Film still from Blackalachia

Preserving these experiences both visually and physically includes leaving something behind that makes a place better than it was when you entered it. In creating Blackalachia and living in North Carolina, Sumney encourages two different groups of creatives who may find themselves struggling to define their art on their own terms. “I wanted to communicate to people who don’t live in small towns, who don’t live in North Carolina, the South — people who have a monochromatic concept of what the South is like — I want to communicate to them that there is space for them. There is space for them in America, in other parts of America for diversity of thought, diversity of identity, diversity of being.”

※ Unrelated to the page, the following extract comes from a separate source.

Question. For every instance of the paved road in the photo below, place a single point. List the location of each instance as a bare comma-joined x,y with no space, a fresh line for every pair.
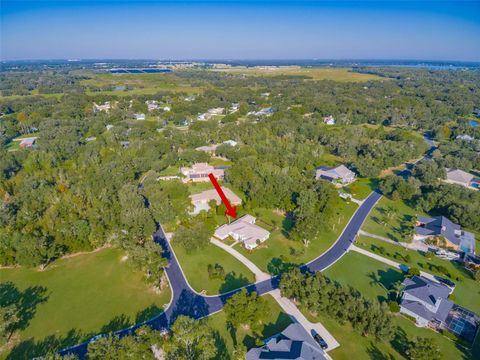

As art created in the South is recognized more broadly, without the need for artists to relocate, the local communities that foster and support their work also deserve to be celebrated and supported. “I want to help create opportunities for creative people in Asheville and other surrounding areas,” says Sumney. “I want to communicate to them that you don’t have to leave. Being happy is so much more important than being somewhere that will make you miserable for the shot of a career. The work that you will produce will be better regardless of if you are in a place that brings you joy.” While Blackalachia was born out of circumstance, it flourished from a place of fearlessness, vulnerability, and opportunity, encouraging us to cultivate our creative gardens wherever we may find them.